The Evolution Of CGI

There is so much that producers put into movies, with costumes and built sets but CGI is making that so much easier.


Karen Roe

The making of Hagrid’s Motorbike in one of the “Harry Potter” movies.

Riley Anderson, Staff Writer

CGI has been revolutionizing the way producers create movies for years. Movies such as  “Avatar”, “Star Wars”, and “Beauty And The Beast” utilize CGI, or Computer Generated Imagery, to tell the story. This allows for an actor to turn into a hairy beast or a giant blue alien, simply by wearing certain clothing and technology. Dinosaurs do not seem extinct anymore and worlds millions of miles away are depicted, more beautiful than one could ever imagine. 

In order to pull this off, actors must wear helmets and leotards covered in motion sensors that allow computers to track their movements. Cameras are connected to the helmets in order to track facial features, and different colored dots on the actors’ faces also track movement.

Business teacher Michael Barta uses a green screen in Dragon TV by filming in front of it with the correct lighting, and they put the video in front of whatever background they need. “We use photoshop to put the dragon logo behind them during Dragon TV,” Barta said.

Like Dragon TV, many movies have been using green screens more and more. “I really like CGI, like in ‘Avatar’, [it] is one of my favorite movies,” Barta said. “Computer Generated Images really benefit the consumer who are wanting to go see different movies like ‘Star Wars’ and ‘Avatar’.” In many movies, people have built and painted sets for scenes, but now the industry is moving away from built movie sets to CGI. 

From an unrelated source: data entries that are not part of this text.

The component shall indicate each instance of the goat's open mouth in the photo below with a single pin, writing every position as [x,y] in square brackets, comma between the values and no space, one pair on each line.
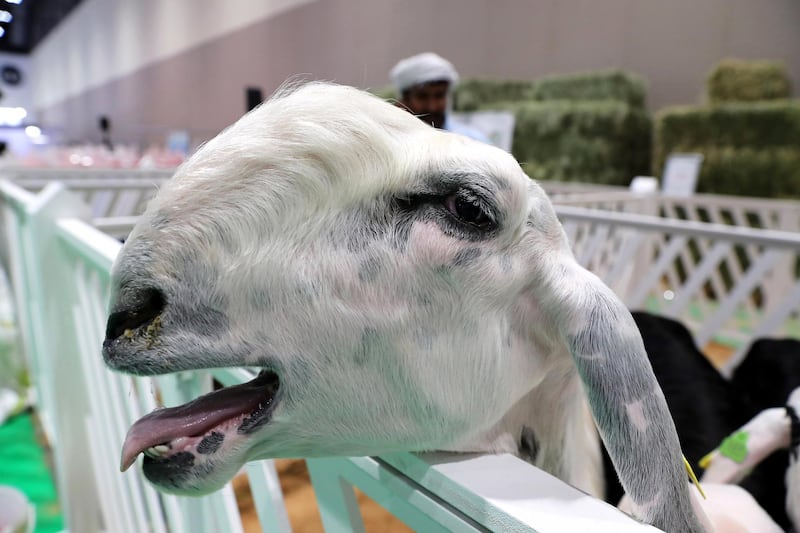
[165,435]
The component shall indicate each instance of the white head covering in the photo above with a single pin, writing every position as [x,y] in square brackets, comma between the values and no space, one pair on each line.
[422,68]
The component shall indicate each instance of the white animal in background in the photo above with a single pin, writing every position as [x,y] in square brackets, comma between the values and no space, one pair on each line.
[403,289]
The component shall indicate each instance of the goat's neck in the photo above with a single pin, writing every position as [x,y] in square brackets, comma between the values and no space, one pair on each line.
[551,427]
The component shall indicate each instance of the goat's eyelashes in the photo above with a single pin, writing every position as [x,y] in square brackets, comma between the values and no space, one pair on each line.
[469,208]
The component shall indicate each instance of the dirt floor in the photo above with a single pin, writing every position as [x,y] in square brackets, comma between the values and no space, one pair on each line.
[302,505]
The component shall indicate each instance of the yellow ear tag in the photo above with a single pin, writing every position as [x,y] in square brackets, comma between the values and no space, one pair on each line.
[693,477]
[706,460]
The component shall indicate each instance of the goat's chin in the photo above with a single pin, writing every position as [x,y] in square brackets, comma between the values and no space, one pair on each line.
[196,479]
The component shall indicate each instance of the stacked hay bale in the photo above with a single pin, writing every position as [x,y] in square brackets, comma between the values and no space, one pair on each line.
[748,132]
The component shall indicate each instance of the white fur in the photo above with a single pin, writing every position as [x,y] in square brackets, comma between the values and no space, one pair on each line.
[394,327]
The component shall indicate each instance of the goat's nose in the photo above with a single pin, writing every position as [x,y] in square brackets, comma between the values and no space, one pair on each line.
[143,306]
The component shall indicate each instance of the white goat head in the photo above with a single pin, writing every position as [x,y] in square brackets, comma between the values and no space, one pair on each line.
[403,288]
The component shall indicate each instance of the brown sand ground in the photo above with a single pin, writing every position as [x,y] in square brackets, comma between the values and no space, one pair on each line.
[301,504]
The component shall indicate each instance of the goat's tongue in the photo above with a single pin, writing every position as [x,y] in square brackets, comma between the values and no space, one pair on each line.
[196,417]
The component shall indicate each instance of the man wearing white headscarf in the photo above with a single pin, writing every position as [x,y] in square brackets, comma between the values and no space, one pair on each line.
[424,83]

Movie producers can sometimes rely too much on CGI. Some movie sets are physically designed, built, and painted, but there are still many opportunities to use CGI. The village that the “Beauty And The Beast” remake starts in, is all built and painted and designed, even in the castle there are some points where it was built. Movies such as Avatar have a wide range of different land scaps that the actors move through. Such as hills, giant tree branches, and giant floating rocks held together by vines. Giant green screens are laid out on wooden stages, mimicking the land scape the actors are on. The walls around them have green screens that are able to capture the world around them. Multiple different technicians are monitoring and watching as the actors go about the set, to make sure everything looks perfect.  

Unlike “Beauty and the Beast”, where their set was built, movies such as “Avatar” need computer generated images to be able to make the movie. “On the flip side of that, a lot of movies that have the built set like a real house, has a good affect on the viewers of the movie because it is real world, [it] helps the viewers connect with the characters in the movie,” Barta said. Dragon TV is open to the idea of using CGI in their episodes. “If we could figure out how to use CGI, yeah, I’m always open to new technology and new ideas,” Barta said.

English teacher Ed Walker believes that the effect of CGI movies quality is complex. “I think when CGI is in the hands of skilled film maker, we see really good, quality work being done,” Walker said. “So one of the films that I would point to for evidence of this would be ‘Mad Max Fury Road’. The film maker chose to make the film with a lot of actual explosions, and cars rolling over. And when you see the chasing scenes in the film you are seeing actual chasing not computer generated or created images.”

Through live action car races and synthetic suits for people to wear during shooting a movie, CGI has put a whole new look on movies for deeper, more intense scenes.